Directors and Executive Officers

      The directors and executive officers of the Company, and their ages and positions as of May 1, 2002, are as follows:

             
Name Age Position



Thomas C. Stickel(1)(2)
    53     Chairman of the Board and Director
John W. Hall
    40     President, Chief Executive Officer and Director
Don P. Duffy
    48     Executive Vice President, Chief Financial Officer and Director
G. Bradford Jones(1)(2)
    48     Director
C. Thomas Meyers(1)(2)
    64     Director
Frank L. Marraccino
    46     Executive Vice President
Michael A. Krahelski
    46     Senior Vice President, Secretary and General Counsel
David G. MacInnis
    38     Senior Vice President
Todd A. Pierson
    39     Senior Vice President
Vincent M. Scardina
    47     Senior Vice President and Treasurer


(1)  Member of Audit Committee
 
(2)  Member of Compensation Committee

      The Company’s Certificate of Incorporation, as amended, and its Amended and Restated Bylaws, provide for the Board of Directors to be divided into three classes, with each class to be as nearly equal in number of directors as possible. At each annual meeting of the stockholders, the successors to the class of directors whose term expires at the time are elected to hold office for a term of three years, or until their respective successors are elected and qualified, so that the term of one class of directors expires at each such annual meeting. The terms of office currently expire as follows: Mr. Jones and Mr. Meyers, Class 1, 2002; Mr. Duffy, Class 2, 2003; and Mr. Stickel and Mr. Hall, Class 3, 2004.
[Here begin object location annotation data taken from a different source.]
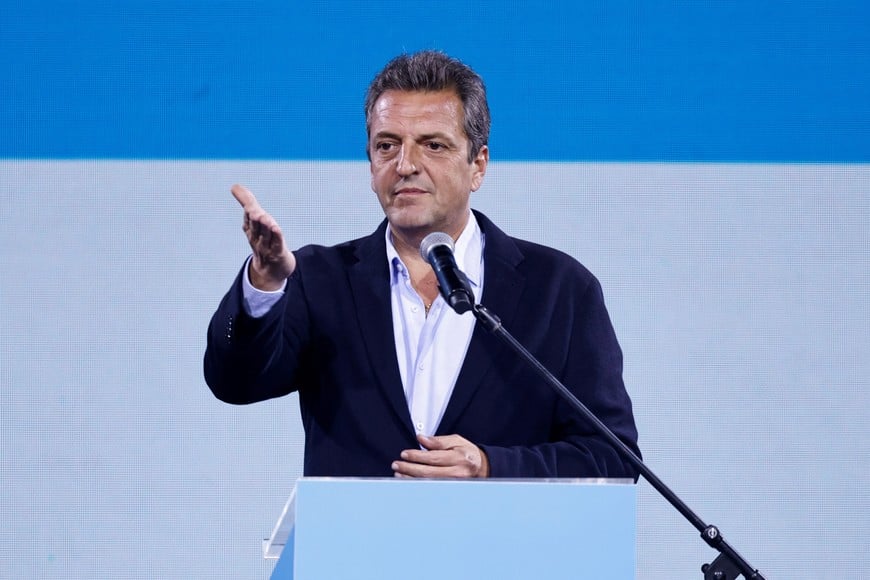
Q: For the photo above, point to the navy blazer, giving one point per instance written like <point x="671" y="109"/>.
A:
<point x="331" y="339"/>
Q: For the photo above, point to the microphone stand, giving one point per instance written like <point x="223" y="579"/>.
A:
<point x="729" y="564"/>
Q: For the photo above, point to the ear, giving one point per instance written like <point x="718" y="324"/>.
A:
<point x="478" y="168"/>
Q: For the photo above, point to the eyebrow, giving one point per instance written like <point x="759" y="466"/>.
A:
<point x="424" y="137"/>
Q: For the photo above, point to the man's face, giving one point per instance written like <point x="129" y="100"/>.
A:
<point x="419" y="162"/>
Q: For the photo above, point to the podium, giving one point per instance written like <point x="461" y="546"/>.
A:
<point x="373" y="528"/>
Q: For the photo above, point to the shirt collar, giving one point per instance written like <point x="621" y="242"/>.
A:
<point x="468" y="252"/>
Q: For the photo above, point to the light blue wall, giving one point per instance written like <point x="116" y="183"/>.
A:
<point x="615" y="80"/>
<point x="739" y="291"/>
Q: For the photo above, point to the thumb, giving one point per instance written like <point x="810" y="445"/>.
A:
<point x="432" y="443"/>
<point x="244" y="196"/>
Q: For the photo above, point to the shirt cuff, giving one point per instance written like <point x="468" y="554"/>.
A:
<point x="258" y="302"/>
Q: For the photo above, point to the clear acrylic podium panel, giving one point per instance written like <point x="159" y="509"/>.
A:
<point x="349" y="528"/>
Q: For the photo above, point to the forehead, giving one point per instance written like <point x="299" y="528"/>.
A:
<point x="417" y="111"/>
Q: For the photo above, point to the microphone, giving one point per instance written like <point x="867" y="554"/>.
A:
<point x="437" y="249"/>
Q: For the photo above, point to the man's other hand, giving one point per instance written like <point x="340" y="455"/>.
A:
<point x="443" y="456"/>
<point x="273" y="262"/>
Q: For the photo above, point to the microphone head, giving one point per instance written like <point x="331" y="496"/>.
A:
<point x="432" y="240"/>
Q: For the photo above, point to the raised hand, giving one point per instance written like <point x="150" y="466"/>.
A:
<point x="273" y="262"/>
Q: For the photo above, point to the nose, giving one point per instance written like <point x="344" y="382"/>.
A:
<point x="406" y="164"/>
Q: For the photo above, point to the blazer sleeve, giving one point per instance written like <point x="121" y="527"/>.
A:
<point x="253" y="359"/>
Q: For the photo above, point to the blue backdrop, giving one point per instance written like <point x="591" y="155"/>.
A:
<point x="707" y="160"/>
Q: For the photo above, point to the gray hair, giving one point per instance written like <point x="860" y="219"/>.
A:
<point x="431" y="70"/>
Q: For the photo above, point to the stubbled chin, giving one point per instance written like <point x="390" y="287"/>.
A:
<point x="408" y="216"/>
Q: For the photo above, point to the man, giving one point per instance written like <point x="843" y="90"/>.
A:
<point x="391" y="381"/>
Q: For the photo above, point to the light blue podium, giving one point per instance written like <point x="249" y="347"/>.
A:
<point x="360" y="529"/>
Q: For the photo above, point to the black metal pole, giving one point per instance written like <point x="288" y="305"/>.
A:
<point x="729" y="563"/>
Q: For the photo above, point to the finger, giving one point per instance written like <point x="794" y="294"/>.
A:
<point x="407" y="469"/>
<point x="436" y="458"/>
<point x="441" y="441"/>
<point x="244" y="196"/>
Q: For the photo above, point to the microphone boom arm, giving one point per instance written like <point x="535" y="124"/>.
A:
<point x="729" y="564"/>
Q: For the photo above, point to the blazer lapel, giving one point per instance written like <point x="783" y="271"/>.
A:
<point x="370" y="285"/>
<point x="502" y="288"/>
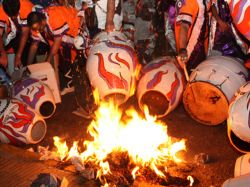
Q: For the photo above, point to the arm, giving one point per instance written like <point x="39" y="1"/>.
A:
<point x="32" y="52"/>
<point x="3" y="55"/>
<point x="22" y="43"/>
<point x="183" y="34"/>
<point x="109" y="27"/>
<point x="223" y="25"/>
<point x="54" y="48"/>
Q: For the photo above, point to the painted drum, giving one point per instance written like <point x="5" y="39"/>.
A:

      Mr. Jones and Mr. Meyers have been nominated for election to serve additional three-year terms expiring in 2005. (Proposal 1).

      Officers are elected by, and serve at the discretion of, the Board of Directors. There are no family relationships among the directors or executive officers, other than the CEO, John W. Hall, and Senior Vice President, Todd A. Pierson, who are brothers-in-law.

      The following information is submitted concerning the continuing directors and executive officers of the Company, including the nominees for election, G. Bradford Jones and C. Thomas Meyers.

      Thomas Stickel has served as a Director of the Company since April 1995 and as Chairman of the Board since May 1996. He is also a member of the Audit and the Compensation Committees. Mr. Stickel is Chairman, Founder and CEO of University Ventures Network and Virtual Capital, companies involved in strategic development. Mr. Stickel is also Founder and former Chairman of American Partners Capital Group, Inc., T.C.S. Enterprises, Inc., Bank of Southern California and Point Loma Savings. He currently serves on the boards of directors of Sempra Energy and Blue Shield of California. Mr. Stickel serves on the boards of directors of several non-profit entities as well, including California Chamber of Commerce, where he is also the Chairman, and the Del Mar Thoroughbred Club. Finally, he is the Founder of the Stickel Christian Foundation.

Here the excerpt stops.